The R code below triggers a simulation of the SEIR model using the default parameters and initial values. Note that visualization (Figure 4) is based on a few lines of custom code to arrange all variables in a single plot.

workbook <- system.file("models/SEIR.xlsx", package="rodeoEasy")
model <- rodeoEasy::build(workbook)
x <- rodeoEasy::run.scenarios(model, times=0:90, scenarios=NULL,
  plot.vars=FALSE)
varnames <- c("S","E","I","R")    # could also use: model$namesVars()
plot(range(x[,"time"]), range(x[,varnames]), type="n",
  xlab="Days", ylab="Individuals")
for (vn in varnames) {
  lines(x[,"time"], x[,vn], col=match(vn, varnames)) 
}
legend("right", bty="n", lty=1, col=1:length(varnames),
  legend=varnames)

Figure 4: Dynamics of an epidemic as predicted by the SEIR model.

As illustrated by Figure 4, the SEIR model as implemented above predicts an end of the epidemic once most of the individuals had been infected and went through recovery. However, we know by experience that immunity acquired in response to an infection does not necessarily last forever.

3.2.3 Excercise

  1. Modify the above system of ODE to account for a gradual loss of immunity in the group of recovered individuals.

  2. What are possible steady states of the original SEIR model and your extended version?

  3. Play with the model parameters within reasonable bounds. Does the model run straight into steady state under all circumstances?

3.2.4 A possible solution

The extended model which accounts for the possibility of recurrent infections is known as a ‘SEIRS’ model. It is included as a demo examples in the rodeoEasy package (see R code below) and a model output is shown in Figure 5. Note that I adjusted the values of some of the rate constants to make the epidemic a bit more dynamic and trigger damped oscillations.

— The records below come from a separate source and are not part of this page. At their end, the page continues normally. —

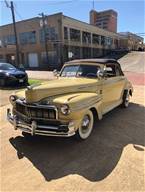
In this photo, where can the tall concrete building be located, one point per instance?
(105, 19)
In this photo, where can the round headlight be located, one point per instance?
(12, 98)
(65, 109)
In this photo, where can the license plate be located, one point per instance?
(21, 80)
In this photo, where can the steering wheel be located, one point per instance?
(91, 75)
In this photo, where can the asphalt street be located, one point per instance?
(111, 159)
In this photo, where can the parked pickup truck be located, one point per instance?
(83, 92)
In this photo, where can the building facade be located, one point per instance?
(105, 19)
(66, 39)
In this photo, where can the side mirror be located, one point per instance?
(100, 74)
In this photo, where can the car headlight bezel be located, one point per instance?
(65, 109)
(13, 99)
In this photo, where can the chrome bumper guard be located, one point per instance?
(35, 129)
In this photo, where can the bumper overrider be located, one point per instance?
(37, 128)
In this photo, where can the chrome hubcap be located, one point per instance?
(85, 123)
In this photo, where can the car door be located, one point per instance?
(112, 87)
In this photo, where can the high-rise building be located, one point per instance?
(105, 19)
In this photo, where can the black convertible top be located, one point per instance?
(101, 61)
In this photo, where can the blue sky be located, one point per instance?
(131, 13)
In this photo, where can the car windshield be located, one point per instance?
(6, 66)
(89, 71)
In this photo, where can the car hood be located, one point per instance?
(59, 87)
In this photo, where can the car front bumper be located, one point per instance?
(34, 128)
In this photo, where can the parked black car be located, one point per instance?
(10, 75)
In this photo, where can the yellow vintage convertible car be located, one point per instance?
(84, 91)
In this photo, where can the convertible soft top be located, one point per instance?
(102, 61)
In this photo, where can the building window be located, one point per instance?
(109, 41)
(75, 35)
(65, 33)
(103, 39)
(9, 40)
(27, 37)
(96, 39)
(86, 37)
(50, 32)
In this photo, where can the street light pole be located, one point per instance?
(11, 6)
(45, 35)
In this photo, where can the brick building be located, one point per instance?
(65, 37)
(104, 19)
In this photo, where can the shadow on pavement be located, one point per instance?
(94, 158)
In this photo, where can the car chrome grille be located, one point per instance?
(36, 112)
(20, 76)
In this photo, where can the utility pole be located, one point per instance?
(44, 23)
(11, 6)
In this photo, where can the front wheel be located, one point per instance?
(86, 126)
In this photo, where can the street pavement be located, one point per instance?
(111, 159)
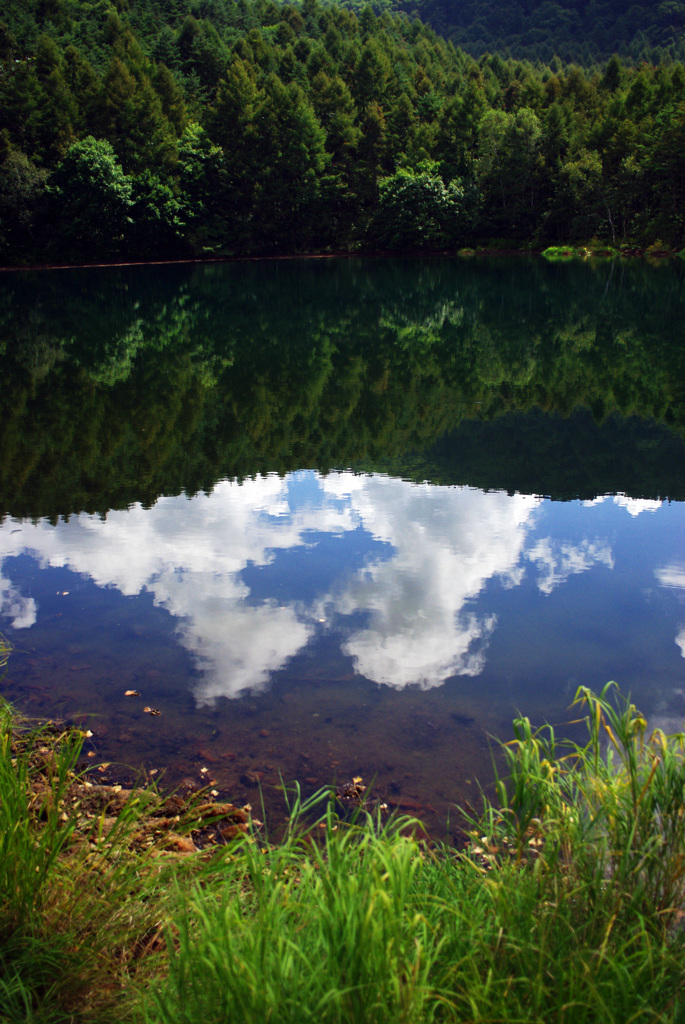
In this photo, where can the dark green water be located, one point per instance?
(341, 517)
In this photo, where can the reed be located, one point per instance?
(564, 908)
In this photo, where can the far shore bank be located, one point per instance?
(557, 253)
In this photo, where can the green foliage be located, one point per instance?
(92, 199)
(563, 906)
(418, 211)
(305, 113)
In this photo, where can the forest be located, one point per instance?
(585, 31)
(171, 129)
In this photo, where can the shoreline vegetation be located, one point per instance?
(591, 250)
(256, 128)
(565, 905)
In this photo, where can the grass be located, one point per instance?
(565, 907)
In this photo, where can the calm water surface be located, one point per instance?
(341, 519)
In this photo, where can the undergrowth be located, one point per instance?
(565, 906)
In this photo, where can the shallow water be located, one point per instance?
(342, 616)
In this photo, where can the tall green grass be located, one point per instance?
(77, 909)
(565, 908)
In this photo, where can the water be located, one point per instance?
(314, 514)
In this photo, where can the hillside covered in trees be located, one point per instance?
(174, 128)
(585, 31)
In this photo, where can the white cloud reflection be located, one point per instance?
(414, 600)
(634, 506)
(557, 561)
(20, 610)
(448, 542)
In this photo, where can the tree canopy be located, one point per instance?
(231, 128)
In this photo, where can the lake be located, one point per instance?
(337, 518)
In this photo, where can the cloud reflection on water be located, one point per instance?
(417, 594)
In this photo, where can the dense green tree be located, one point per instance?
(91, 199)
(418, 211)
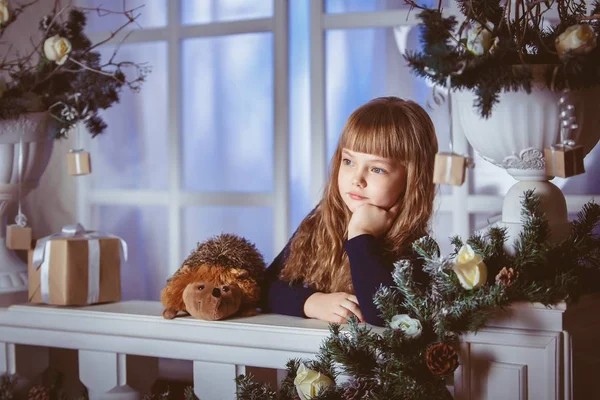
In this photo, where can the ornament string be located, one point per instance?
(567, 119)
(20, 219)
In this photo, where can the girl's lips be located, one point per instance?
(354, 196)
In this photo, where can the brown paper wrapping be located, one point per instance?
(18, 237)
(564, 161)
(68, 272)
(456, 175)
(78, 163)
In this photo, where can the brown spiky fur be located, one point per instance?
(224, 259)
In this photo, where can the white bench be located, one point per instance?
(529, 352)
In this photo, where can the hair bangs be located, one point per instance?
(372, 129)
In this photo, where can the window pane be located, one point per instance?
(343, 6)
(133, 151)
(347, 6)
(206, 11)
(152, 14)
(253, 223)
(362, 64)
(143, 228)
(299, 164)
(227, 142)
(441, 230)
(480, 221)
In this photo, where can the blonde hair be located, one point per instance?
(387, 127)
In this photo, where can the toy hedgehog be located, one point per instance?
(219, 279)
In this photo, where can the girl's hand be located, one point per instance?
(371, 219)
(332, 307)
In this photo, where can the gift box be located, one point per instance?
(76, 267)
(78, 163)
(564, 160)
(450, 169)
(18, 237)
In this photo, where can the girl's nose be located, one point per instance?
(358, 181)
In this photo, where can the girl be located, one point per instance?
(377, 201)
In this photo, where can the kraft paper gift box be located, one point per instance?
(76, 269)
(79, 163)
(450, 169)
(564, 160)
(18, 237)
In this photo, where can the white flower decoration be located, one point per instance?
(411, 327)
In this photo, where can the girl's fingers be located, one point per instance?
(353, 308)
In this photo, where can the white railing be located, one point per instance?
(530, 352)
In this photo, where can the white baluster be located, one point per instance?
(105, 375)
(7, 359)
(214, 381)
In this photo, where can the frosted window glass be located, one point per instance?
(253, 223)
(441, 230)
(227, 130)
(144, 229)
(133, 151)
(300, 201)
(206, 11)
(152, 14)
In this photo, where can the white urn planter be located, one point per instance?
(36, 130)
(514, 138)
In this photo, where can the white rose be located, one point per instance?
(309, 383)
(2, 87)
(576, 39)
(57, 49)
(470, 268)
(479, 38)
(4, 13)
(410, 326)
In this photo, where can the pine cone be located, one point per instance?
(39, 392)
(357, 390)
(441, 359)
(506, 276)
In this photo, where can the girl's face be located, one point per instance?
(365, 178)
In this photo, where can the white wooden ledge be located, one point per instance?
(528, 352)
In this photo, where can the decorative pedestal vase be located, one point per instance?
(36, 130)
(514, 138)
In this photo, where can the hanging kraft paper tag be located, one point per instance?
(564, 160)
(449, 169)
(78, 162)
(18, 237)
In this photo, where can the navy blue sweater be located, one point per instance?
(369, 271)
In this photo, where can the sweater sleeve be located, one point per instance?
(279, 296)
(369, 272)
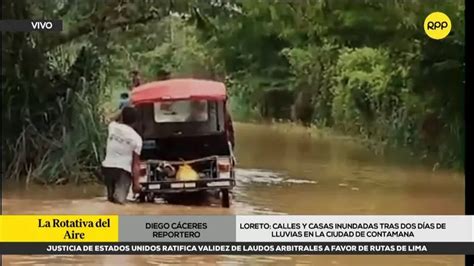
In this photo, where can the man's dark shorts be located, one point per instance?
(118, 183)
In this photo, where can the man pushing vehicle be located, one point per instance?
(121, 166)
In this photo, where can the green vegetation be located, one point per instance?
(364, 68)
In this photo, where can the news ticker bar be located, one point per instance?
(244, 248)
(441, 234)
(31, 25)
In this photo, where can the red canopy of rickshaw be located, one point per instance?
(179, 89)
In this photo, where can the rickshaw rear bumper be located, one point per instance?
(174, 186)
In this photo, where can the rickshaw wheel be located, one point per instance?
(150, 198)
(225, 200)
(142, 197)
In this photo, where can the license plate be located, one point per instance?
(218, 184)
(154, 186)
(177, 185)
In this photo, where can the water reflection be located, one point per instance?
(282, 170)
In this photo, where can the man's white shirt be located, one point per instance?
(122, 142)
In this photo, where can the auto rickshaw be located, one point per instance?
(186, 148)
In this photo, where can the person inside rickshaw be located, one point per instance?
(124, 100)
(198, 112)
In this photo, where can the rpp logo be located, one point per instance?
(437, 25)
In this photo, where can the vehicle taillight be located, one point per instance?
(143, 169)
(224, 165)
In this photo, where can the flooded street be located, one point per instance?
(280, 171)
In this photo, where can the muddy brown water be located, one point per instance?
(281, 170)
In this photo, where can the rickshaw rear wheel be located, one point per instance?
(225, 200)
(150, 198)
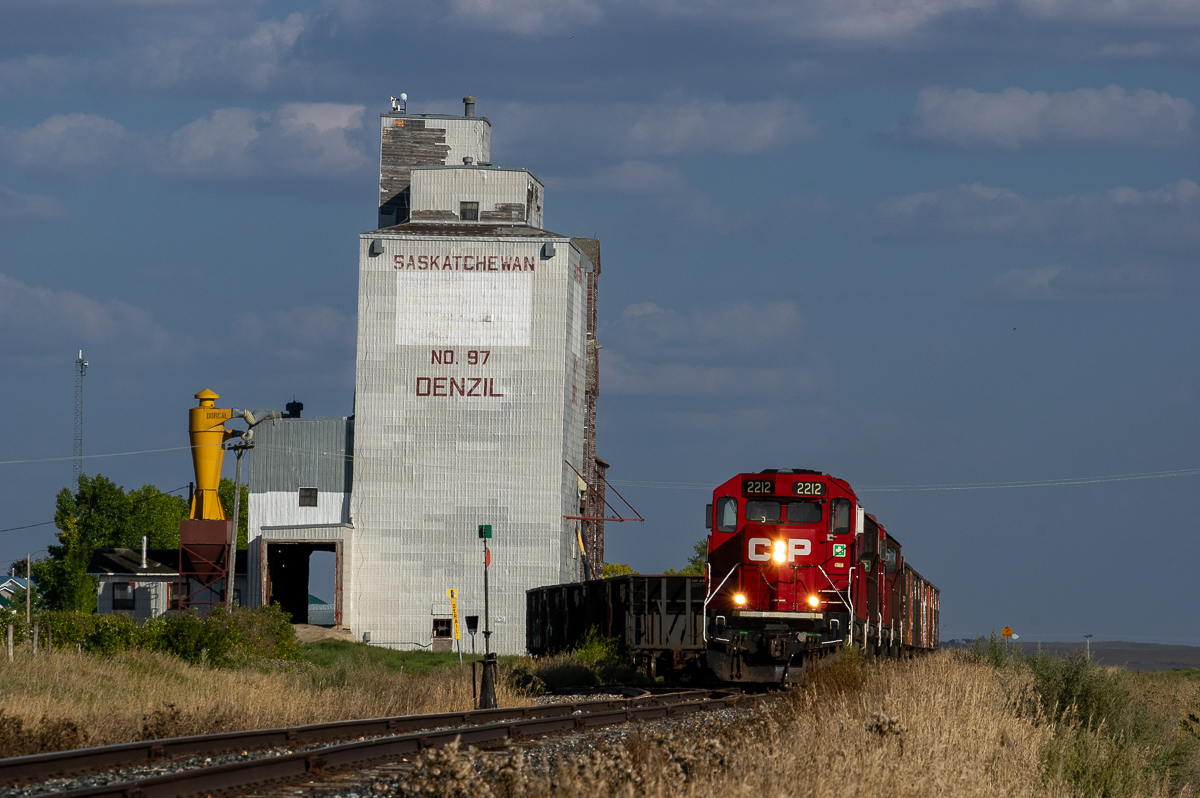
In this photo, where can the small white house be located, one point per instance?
(145, 583)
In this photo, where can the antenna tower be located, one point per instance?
(81, 370)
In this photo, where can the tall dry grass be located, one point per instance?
(936, 726)
(69, 700)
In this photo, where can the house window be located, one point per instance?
(123, 595)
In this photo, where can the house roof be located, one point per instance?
(13, 583)
(160, 562)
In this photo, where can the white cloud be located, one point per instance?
(309, 337)
(31, 73)
(37, 323)
(671, 126)
(251, 53)
(70, 144)
(1055, 283)
(1164, 219)
(527, 17)
(628, 178)
(17, 208)
(294, 141)
(1017, 119)
(708, 352)
(1135, 13)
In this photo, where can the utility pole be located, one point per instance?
(81, 370)
(487, 682)
(240, 449)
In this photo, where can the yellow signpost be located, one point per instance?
(454, 611)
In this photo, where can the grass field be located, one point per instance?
(976, 723)
(70, 700)
(941, 725)
(328, 653)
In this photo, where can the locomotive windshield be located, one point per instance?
(774, 511)
(803, 513)
(727, 515)
(762, 511)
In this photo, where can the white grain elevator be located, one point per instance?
(475, 391)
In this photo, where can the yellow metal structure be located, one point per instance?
(205, 427)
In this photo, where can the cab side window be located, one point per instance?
(727, 515)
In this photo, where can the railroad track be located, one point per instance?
(385, 738)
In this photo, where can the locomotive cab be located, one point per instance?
(783, 550)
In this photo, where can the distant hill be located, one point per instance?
(1134, 657)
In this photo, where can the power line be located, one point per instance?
(1045, 483)
(112, 454)
(28, 526)
(960, 486)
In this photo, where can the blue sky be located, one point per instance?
(911, 243)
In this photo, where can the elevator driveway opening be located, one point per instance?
(288, 577)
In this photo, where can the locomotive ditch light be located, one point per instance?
(780, 551)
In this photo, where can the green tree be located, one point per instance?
(696, 562)
(156, 515)
(225, 492)
(101, 515)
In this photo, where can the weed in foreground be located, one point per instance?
(67, 700)
(1115, 733)
(959, 735)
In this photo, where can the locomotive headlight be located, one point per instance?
(780, 551)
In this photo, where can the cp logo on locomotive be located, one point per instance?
(759, 550)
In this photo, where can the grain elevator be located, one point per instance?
(475, 390)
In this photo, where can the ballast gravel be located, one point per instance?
(540, 755)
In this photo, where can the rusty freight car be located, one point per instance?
(658, 619)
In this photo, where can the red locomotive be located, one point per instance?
(797, 568)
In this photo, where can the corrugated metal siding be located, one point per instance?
(291, 454)
(430, 468)
(503, 195)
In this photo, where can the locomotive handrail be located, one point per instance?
(703, 629)
(850, 603)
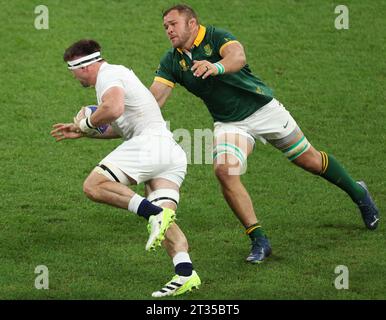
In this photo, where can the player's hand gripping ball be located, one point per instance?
(86, 112)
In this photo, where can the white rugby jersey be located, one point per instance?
(142, 114)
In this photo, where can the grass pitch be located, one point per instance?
(332, 81)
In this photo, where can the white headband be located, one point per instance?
(84, 61)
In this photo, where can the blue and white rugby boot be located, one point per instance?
(260, 250)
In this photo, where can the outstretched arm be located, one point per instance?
(64, 131)
(233, 60)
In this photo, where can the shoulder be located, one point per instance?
(213, 32)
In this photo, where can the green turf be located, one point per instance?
(333, 82)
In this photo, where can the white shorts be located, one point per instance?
(147, 157)
(271, 122)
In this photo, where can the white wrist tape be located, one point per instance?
(85, 125)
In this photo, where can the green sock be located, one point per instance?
(255, 231)
(333, 172)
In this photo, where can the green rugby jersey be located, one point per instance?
(228, 97)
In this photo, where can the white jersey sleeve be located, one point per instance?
(142, 114)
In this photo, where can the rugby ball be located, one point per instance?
(88, 111)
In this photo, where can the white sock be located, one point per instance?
(134, 203)
(181, 257)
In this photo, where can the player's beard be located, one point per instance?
(183, 38)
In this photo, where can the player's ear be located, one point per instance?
(192, 22)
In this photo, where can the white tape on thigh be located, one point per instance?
(228, 148)
(160, 196)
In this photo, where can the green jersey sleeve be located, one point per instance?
(222, 38)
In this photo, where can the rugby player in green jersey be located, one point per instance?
(210, 63)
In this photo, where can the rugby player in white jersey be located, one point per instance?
(148, 154)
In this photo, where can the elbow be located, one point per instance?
(113, 112)
(243, 60)
(117, 111)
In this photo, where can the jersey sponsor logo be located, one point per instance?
(208, 50)
(183, 65)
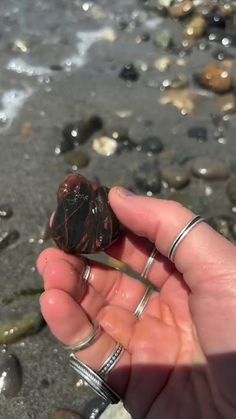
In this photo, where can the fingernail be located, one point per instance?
(124, 192)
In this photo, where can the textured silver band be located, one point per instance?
(140, 308)
(182, 235)
(149, 264)
(111, 361)
(95, 382)
(94, 335)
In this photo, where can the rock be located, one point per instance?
(147, 178)
(78, 132)
(227, 104)
(8, 237)
(129, 73)
(162, 64)
(231, 190)
(163, 39)
(196, 28)
(105, 146)
(216, 20)
(65, 414)
(6, 211)
(181, 10)
(10, 375)
(176, 177)
(216, 78)
(198, 133)
(210, 169)
(222, 224)
(197, 204)
(77, 159)
(151, 145)
(19, 326)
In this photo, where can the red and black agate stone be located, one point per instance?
(83, 221)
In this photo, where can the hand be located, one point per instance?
(180, 356)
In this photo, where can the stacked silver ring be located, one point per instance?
(94, 381)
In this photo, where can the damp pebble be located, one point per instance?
(77, 158)
(10, 375)
(147, 178)
(162, 64)
(163, 39)
(216, 78)
(210, 169)
(227, 104)
(19, 326)
(151, 145)
(182, 9)
(176, 177)
(6, 211)
(191, 201)
(8, 237)
(196, 27)
(129, 73)
(78, 132)
(65, 414)
(222, 224)
(231, 190)
(198, 133)
(105, 146)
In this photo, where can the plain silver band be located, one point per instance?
(88, 341)
(111, 361)
(149, 264)
(182, 235)
(87, 272)
(140, 308)
(95, 382)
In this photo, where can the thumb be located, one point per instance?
(203, 250)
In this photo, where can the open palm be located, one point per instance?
(179, 358)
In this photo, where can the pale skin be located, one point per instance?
(180, 356)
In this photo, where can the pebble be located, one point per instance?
(19, 326)
(222, 224)
(10, 375)
(129, 73)
(176, 177)
(162, 64)
(210, 169)
(151, 145)
(196, 28)
(65, 414)
(181, 10)
(192, 201)
(231, 190)
(216, 78)
(147, 178)
(77, 159)
(216, 20)
(198, 133)
(8, 237)
(6, 211)
(227, 104)
(105, 146)
(163, 39)
(78, 132)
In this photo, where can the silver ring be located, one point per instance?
(140, 308)
(92, 338)
(111, 361)
(149, 264)
(95, 382)
(87, 272)
(182, 235)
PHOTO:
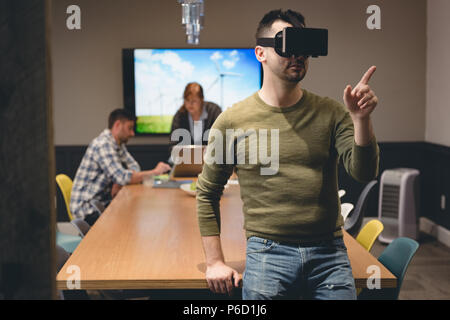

workbook <- system.file("models/SEIRS.xlsx", package="rodeoEasy")
model <- rodeoEasy::build(workbook)
x <- rodeoEasy::run.scenarios(model, times=0:365,
  scenarios=list(SEIR=c(s=0), SEIRS=c(s=0.01)),
  plot.vars=TRUE, leg="bottomright")

Figure 5: Dynamics of an epidemic predicted by the extended SEIR model allowing for recurrent infections in response to a gradual loss of immunity (SEIRS). The occurrence of notable oscillations depends on chosen parameter values.